I don’t believe, though, that “Queers and Theory” as a title is an homage to how we construct our language—as much as I might like it to be from the perspective of my disciple. Rather, I think that the two words are unhinged, in part, for the epistemological reasons—so that we can understand and access the origin of each and then explore how they are and can be correlated. “Queer Theory” is unhinged into queers and theory not only to express and contain a multiplicity of both, but also to emphasize that there are different things with which each can be coupled, or tripled, or multiply partnered. “Queer Theory” suggests a point, a location of a particular way of thinking, or perhaps a line that connects two points, “queer” and “theory,” but the class, “Queers and Theory” is about more than points or lines; it is about planes or more accurately systems of thinking – a move from base ten to base six or base nine.
Let me begin with theory. I was struck by the definition of theory as “a place to sit” and consulted American Heritage. After the scientific definition, I learn that theory is “the branch of a science or art consisting of its explanatory statements, accepted principles, and methods of analysis, as opposed to practice.” It is that binary that trips me; perhaps because for the past fifteen years as I’ve been embroiled not in theory but in practice, I’ve thought of them not oppositionally but in a corollary relationship. Practice, or praxis, the “practical application or exercise of a branch of learning” (American Heritage.) Perhaps in daily use there is no difference between a corollary and an antonym, but it feels urgently important to me despite that the dictionary seems to indicate that theory and praxis are the antithesis of one another, that they are antonyms, but I don’t experience them that way. I think that there is theory and praxis is the necessary corollary, the natural consequence or result, although the equation would be punctuated by an equal sign and therefore could work exactly in reverse: praxis exists with its necessary corollary, theory. This explanation illuminates, in part, the significance of this decoupling of “Queer Theory” into “Queers and Theory.” There is something important in understanding the language with certain precision, which I think has a role in illuminating both elements of the course – queer and theory.

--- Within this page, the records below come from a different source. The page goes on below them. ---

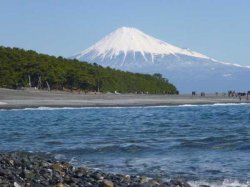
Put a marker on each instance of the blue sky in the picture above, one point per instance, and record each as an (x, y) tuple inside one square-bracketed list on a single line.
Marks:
[(217, 28)]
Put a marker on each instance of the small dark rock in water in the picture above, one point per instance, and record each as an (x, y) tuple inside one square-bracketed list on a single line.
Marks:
[(25, 169)]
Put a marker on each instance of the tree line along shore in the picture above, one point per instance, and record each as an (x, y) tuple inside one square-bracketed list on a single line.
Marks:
[(27, 68)]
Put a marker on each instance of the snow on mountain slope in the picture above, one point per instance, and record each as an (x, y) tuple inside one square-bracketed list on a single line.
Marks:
[(130, 49), (125, 40)]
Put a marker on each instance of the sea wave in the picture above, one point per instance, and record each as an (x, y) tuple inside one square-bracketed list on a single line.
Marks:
[(125, 107)]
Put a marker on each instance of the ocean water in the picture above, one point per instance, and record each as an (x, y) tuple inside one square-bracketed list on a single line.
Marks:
[(205, 144)]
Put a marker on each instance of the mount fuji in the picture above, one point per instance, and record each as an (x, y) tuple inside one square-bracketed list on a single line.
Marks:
[(130, 49)]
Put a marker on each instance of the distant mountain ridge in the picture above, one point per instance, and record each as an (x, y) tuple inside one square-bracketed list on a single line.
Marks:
[(130, 49)]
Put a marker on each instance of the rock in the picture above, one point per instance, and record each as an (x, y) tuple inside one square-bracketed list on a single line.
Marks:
[(179, 183), (60, 185), (143, 179), (17, 185), (107, 183)]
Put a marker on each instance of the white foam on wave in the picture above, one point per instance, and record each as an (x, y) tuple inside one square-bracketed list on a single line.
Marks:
[(224, 183), (126, 107)]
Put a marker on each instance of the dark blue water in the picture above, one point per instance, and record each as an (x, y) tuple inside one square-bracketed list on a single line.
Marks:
[(200, 143)]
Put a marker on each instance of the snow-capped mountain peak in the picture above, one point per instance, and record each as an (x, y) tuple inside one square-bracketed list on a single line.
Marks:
[(125, 40), (130, 49)]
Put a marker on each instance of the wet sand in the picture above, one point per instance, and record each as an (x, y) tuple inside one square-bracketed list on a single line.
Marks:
[(38, 98)]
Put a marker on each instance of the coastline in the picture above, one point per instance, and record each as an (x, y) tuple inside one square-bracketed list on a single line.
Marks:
[(19, 99)]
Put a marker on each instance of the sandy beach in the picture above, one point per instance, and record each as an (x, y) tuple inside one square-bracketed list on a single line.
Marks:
[(38, 98)]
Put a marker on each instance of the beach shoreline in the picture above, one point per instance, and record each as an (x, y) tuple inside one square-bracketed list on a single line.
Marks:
[(18, 99)]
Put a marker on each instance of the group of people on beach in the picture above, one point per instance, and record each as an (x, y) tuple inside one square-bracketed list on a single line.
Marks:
[(239, 94), (230, 94)]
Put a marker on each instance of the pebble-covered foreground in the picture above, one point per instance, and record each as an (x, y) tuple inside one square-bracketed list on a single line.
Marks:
[(25, 169)]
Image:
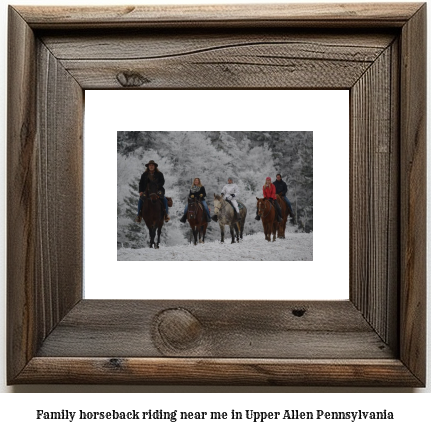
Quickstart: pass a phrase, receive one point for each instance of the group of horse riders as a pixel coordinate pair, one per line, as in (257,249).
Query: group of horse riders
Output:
(230,192)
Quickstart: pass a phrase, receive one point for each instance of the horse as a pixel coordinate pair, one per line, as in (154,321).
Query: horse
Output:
(152,212)
(285,212)
(225,215)
(268,215)
(197,220)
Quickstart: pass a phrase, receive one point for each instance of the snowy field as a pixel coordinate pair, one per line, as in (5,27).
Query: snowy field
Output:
(296,247)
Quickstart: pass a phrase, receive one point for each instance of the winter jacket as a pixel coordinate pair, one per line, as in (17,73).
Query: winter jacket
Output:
(269,192)
(158,178)
(280,187)
(231,189)
(198,193)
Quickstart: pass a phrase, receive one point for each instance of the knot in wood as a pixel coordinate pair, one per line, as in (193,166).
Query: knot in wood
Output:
(131,79)
(178,328)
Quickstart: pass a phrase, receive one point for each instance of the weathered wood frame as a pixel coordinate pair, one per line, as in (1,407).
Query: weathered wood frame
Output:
(376,338)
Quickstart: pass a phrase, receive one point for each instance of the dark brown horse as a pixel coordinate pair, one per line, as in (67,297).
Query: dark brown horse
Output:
(285,212)
(153,214)
(268,215)
(197,220)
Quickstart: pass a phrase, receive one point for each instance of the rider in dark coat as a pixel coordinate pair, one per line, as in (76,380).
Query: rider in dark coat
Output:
(152,175)
(281,189)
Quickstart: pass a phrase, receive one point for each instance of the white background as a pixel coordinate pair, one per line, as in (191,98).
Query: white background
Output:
(18,410)
(326,113)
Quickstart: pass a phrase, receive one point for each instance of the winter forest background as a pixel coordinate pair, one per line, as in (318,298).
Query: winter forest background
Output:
(248,157)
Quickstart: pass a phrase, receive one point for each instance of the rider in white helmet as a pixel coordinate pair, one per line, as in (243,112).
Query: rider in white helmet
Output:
(230,193)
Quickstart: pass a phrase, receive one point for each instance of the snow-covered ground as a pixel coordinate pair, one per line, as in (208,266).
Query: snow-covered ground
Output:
(296,247)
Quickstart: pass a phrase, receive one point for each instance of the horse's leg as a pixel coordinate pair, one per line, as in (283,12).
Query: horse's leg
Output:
(232,233)
(151,231)
(236,231)
(159,232)
(222,232)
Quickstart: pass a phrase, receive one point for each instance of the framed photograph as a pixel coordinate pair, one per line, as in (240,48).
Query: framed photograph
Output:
(376,337)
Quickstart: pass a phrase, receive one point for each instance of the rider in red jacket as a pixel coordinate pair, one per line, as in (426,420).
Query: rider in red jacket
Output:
(269,194)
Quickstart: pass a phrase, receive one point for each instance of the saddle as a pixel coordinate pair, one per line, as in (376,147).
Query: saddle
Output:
(240,204)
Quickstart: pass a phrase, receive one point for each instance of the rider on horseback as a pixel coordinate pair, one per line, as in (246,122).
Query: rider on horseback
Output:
(154,176)
(197,191)
(230,193)
(269,194)
(281,189)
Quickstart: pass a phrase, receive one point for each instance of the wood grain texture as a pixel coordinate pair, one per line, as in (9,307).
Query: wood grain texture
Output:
(309,15)
(21,197)
(44,193)
(413,194)
(227,329)
(374,195)
(329,372)
(54,336)
(212,60)
(59,184)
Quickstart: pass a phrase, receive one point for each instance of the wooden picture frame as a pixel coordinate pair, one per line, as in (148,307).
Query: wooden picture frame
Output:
(376,338)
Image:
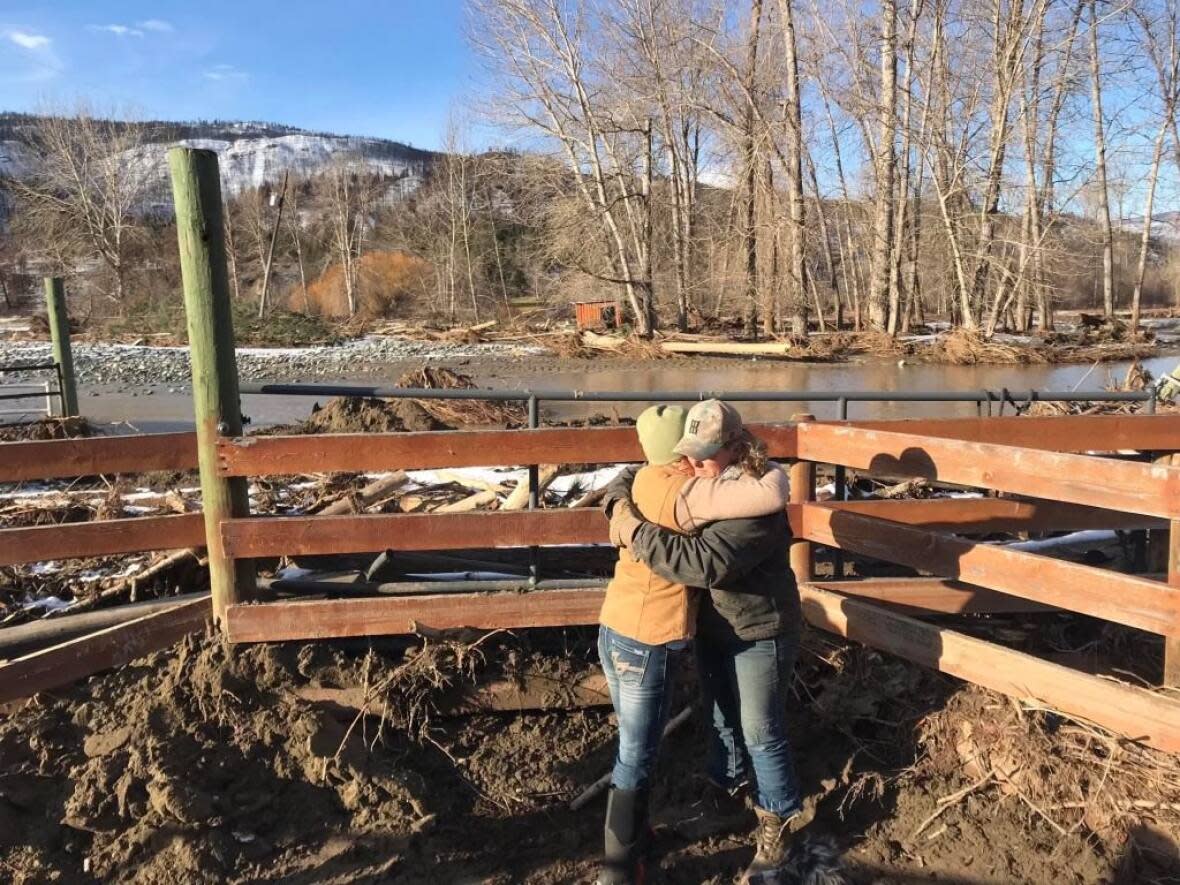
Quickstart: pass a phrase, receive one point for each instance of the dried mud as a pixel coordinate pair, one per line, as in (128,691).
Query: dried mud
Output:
(205,764)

I was struck by Weston’s careful attention to using the words, space and time and her melding of the two into spacetime. Her construction in conjunction with the course title seems to be a window into the attention to language and constructs that we use to talk about knowledge and human experience in the creation and communication of theory. That for me is an essential element of why the words are decoupled for the course—to bring attention to the two words individually and then explore how and why and where they work together.
Let me think about queer or Queer. One of the areas that I am interested in exploring further is the relationship between Queers, as a group of people who have a set of behaviors, practices, and personal identity that are gay, lesbian, bisexual, and/or transgender, and queering, as a verb, to make different from the norm. I’m interested in both parts of speech and I think that the distinction is one of the areas that the title, “Queers and Theory” opens. “Queer Theory” seems to obscure the distinction – as though an act of queering can be done without relation or regard to the group of people who created and identify with the word, Queer. My investment in praxis, from either way the equation is read – theory informing practice or practice informed by theory – is probably what interests me intensely in that question.

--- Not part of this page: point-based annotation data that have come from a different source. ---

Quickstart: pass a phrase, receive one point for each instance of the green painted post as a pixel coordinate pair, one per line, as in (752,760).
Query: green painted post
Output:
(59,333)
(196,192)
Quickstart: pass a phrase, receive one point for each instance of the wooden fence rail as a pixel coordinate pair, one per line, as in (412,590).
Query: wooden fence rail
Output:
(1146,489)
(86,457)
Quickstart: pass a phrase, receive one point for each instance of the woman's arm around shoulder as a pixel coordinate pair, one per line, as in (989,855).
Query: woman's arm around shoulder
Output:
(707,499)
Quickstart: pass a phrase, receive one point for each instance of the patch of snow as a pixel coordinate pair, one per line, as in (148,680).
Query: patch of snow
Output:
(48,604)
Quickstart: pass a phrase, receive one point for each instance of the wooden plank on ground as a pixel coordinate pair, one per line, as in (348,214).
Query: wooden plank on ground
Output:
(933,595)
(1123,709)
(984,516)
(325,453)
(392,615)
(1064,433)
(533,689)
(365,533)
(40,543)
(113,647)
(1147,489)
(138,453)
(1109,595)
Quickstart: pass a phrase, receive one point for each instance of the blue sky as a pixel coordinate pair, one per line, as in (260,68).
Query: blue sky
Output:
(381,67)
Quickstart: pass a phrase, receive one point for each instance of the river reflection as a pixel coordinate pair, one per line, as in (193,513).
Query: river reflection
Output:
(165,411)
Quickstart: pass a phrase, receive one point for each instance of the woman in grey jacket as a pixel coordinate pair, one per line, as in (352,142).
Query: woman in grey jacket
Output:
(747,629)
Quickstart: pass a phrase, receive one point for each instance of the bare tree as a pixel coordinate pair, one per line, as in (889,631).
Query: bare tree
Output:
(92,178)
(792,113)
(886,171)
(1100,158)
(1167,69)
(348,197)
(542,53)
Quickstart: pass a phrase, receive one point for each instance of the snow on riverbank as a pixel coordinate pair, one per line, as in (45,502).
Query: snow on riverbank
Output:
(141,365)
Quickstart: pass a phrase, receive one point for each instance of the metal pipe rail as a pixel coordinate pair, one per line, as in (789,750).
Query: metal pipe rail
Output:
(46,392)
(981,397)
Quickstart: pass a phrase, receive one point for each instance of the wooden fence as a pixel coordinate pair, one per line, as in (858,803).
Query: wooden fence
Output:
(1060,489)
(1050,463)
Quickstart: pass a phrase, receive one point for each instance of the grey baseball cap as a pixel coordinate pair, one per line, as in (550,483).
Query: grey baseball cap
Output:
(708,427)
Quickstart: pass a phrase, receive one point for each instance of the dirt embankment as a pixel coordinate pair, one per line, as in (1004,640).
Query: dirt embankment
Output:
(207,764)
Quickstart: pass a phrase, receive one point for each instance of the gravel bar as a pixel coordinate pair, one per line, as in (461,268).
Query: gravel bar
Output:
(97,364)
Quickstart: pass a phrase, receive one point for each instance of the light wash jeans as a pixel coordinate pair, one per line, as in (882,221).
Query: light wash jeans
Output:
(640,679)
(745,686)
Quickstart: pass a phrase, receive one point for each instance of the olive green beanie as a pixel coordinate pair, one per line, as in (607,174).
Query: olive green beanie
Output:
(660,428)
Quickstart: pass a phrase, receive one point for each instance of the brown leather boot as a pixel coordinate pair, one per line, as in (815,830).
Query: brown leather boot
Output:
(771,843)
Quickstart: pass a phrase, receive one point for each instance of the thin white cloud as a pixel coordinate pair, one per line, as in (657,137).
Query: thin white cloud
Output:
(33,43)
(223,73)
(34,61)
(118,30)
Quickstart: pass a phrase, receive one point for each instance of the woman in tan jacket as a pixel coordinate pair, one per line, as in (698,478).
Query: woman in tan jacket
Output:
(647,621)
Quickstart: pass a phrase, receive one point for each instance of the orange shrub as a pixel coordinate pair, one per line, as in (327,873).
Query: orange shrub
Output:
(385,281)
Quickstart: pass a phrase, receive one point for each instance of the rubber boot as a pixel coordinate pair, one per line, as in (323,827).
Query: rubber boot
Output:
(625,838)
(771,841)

The unhinging of the two words also opens the possibilities of understanding theory from a variety of disciplines with a queer lens. “Queer Theory” suggests that there is an independent discipline of, say Queer Studies, and that this is the theoretical basis for it, whereas “Queers and Theory,” implies that there are a variety of disciplines that have queer engagement. This cross-disciplinary engagement is evident not only in the description of the course, but also in the selection of the texts for the course. “Queers and Theory” even opens the possibilities for anti-disciplinary or post-disciplinary dialogue which “Queer Theory” seems to eschew.

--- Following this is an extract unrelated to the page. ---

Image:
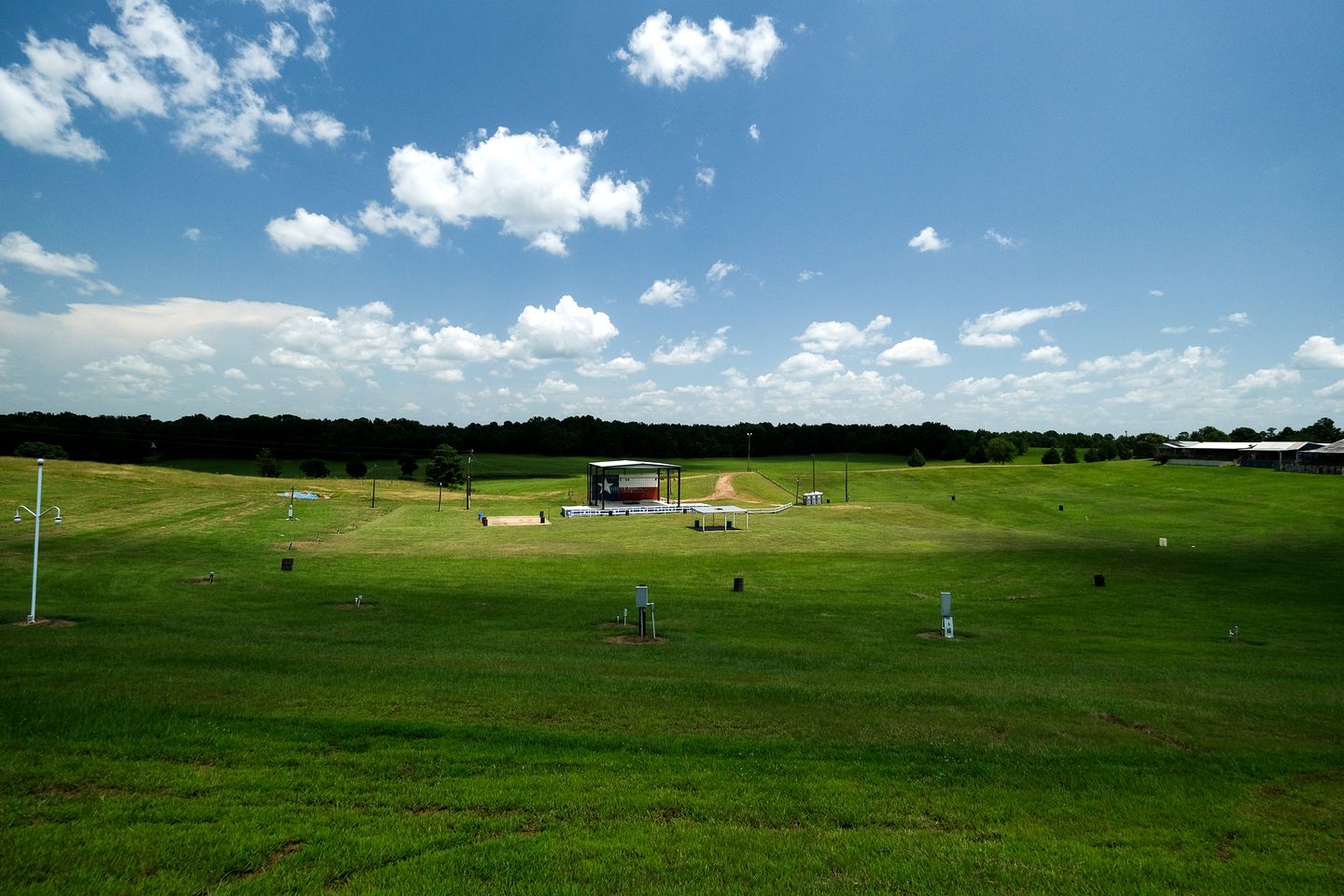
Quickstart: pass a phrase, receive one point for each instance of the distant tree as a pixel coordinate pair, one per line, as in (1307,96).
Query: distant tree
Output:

What am I most likely to use? I am most likely to use the language formulation that I understand and makes sense to me; I am most likely to use the combination that describes what I believe and how I understand things at the time. I want to use language with accuracy and precision, and also language that is accessible to people outside of the academy; language that honors my commitment to use and create knowledge that has meaning and applications to people in the world concerned about queer liberation and justice.